6.19.2008

Oil Profits

There has been a lot of back and forth about oil company profits rising about 30% this past quarter. Obama wants a windfall tax; in response conservatives claim that oil company's profits per dollar of revenue are only $.094, while companies like Microsoft make around $.27 of profit per dollar sold.

I don't understand all the complexities of this, but there appears to be a simple error in the argument: We shouldn't measure oil company profits per dollar, but rather per gallon. Using that anlasis:

At about $3.10 for regular this time last year, Exxon made $.28 per gallon.
At $4.10 for the same gallon today, Exxon makes $.37 per gallon.

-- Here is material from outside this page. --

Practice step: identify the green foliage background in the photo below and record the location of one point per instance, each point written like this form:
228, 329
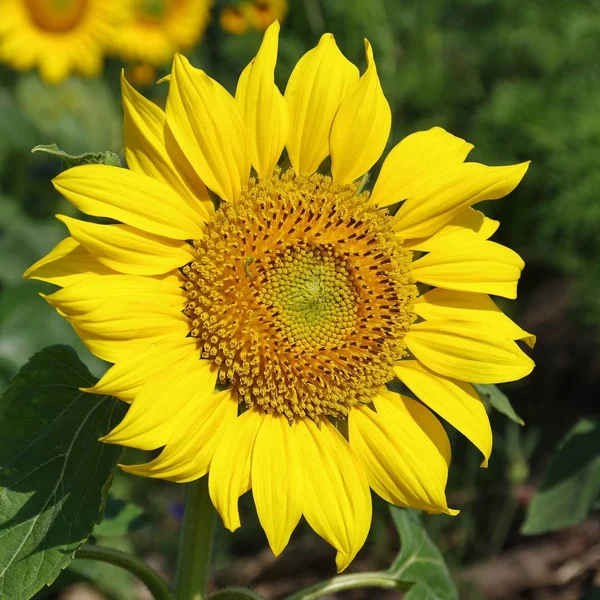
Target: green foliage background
519, 79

There is no indication that producing a single gallon costs these companies any more money today than it did before. Even though the prices of a barrel of light sweet crude has gone up, many of these companies drill their own oil, so they don't pay these prices. Even when they do buy from others, their prices are determined by contracts often signed long ago. Need proof? Exxon's profits per dollar didn't change much from last year, indicating that costs didn't change much. The only difference - the number of actual dollars spent on gas went up 25%.

2 comments:

Anonymous said...

you missed a step:

Exxon's profits per dollar didn't change much from last year, indicating that costs didn't change much.

This doesn't take into account the cost of money, the increased transportation costs (yes, oil tankers need diesel fuel, etc), the falling value of the dollar, or the relative revenue per year. You might think that Exxon's costs would be flat, but that's not the case.

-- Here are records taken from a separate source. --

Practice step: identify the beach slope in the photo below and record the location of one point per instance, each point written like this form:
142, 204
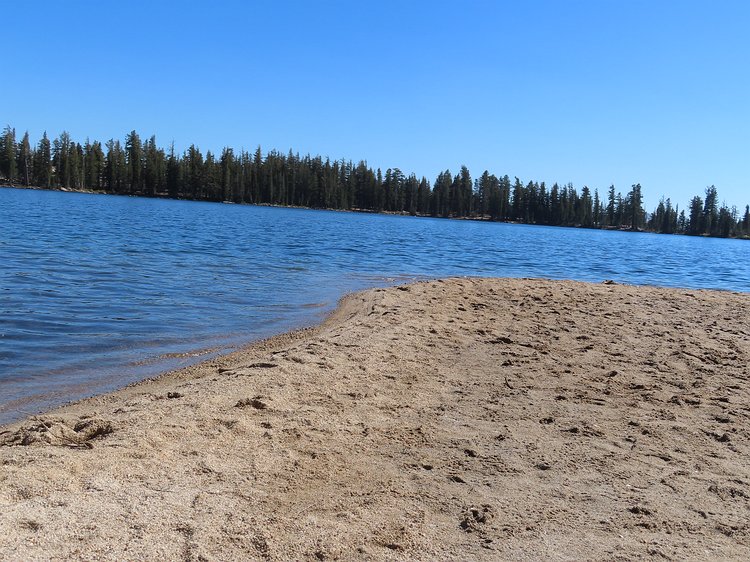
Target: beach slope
458, 419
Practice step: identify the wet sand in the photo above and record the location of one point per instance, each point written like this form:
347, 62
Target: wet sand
459, 419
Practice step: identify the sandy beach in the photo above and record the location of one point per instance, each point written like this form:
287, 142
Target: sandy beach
464, 419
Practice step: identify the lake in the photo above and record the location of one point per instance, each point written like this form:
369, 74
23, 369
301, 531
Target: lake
98, 291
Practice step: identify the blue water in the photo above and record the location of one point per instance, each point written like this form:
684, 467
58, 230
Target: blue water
99, 291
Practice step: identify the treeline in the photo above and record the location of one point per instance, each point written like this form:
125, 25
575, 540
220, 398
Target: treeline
140, 167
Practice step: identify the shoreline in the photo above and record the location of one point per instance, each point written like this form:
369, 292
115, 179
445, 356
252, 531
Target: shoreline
453, 419
370, 211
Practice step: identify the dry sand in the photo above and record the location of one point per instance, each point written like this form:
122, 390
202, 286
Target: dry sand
461, 419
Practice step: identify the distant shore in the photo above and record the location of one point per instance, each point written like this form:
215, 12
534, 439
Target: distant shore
351, 210
458, 419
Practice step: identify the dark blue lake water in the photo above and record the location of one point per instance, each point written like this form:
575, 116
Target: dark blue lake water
99, 291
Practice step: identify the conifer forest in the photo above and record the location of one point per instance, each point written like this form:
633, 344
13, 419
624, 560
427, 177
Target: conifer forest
140, 167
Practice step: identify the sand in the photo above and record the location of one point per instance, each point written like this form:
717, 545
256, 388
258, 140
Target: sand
465, 419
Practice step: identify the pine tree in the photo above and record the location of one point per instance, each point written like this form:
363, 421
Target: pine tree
24, 161
8, 149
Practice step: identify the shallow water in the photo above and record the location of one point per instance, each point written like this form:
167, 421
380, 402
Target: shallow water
99, 291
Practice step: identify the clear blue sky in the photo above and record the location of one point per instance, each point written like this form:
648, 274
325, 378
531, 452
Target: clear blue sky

Making $.37 on a $4.10 revenue shows that their profit is about 9% Last year, $.28 on a $3.10 revenue is about a 9% profit. This is clearly not an example of gouging - that would be using pricing shifts to hide escalating profits.

Saying that their flat profits are proof that their expenditures are flat is incorrect: you'd need to look at the expense lines of their accounting - profit is revenue - expense, so the only way profit and expense could have stayed the same would be if the revenue was flat, implying that consumption must have dramatically declined - I don't think that this is what's being alleged.

There's lots not to like about oil company policies, but making a consistent profit isn't an unreasonable activity: I think that most companies would be happy to do so.

Unknown said...

Two other things that are missing from your consideration:

1) Compared to the $0.37/gal profits that Big Oil makes, average federal + state taxes are $0.47/gal as of Q1 in 2008 (according to the all-knowing Wikipedia). Let's ask ourselves exactly what is so "unfair" about that situation.

Flipping out about $$Billion oil company profits is a trademark of Jornalists Who Like to Throw Around Big Numbers Because Big Numbers Are So Impressive (especially when said numbers support whatever political axe they have to grind). Less hysterical people understand, for instance, that there are economic benefits to such profits beyond the pockets of Big Oil's executives (e.g. to shareholders of those publicly-traded companies).

2) If an additional tax imposed on "windfall profits" is going to have any effect on prices at the pump, it'll inevitably raise them, and certainly not lower them. Those who support the additional tax as some kind of fix to Big Oil "gouging" consumers are either ignorant or are doing so in bad faith.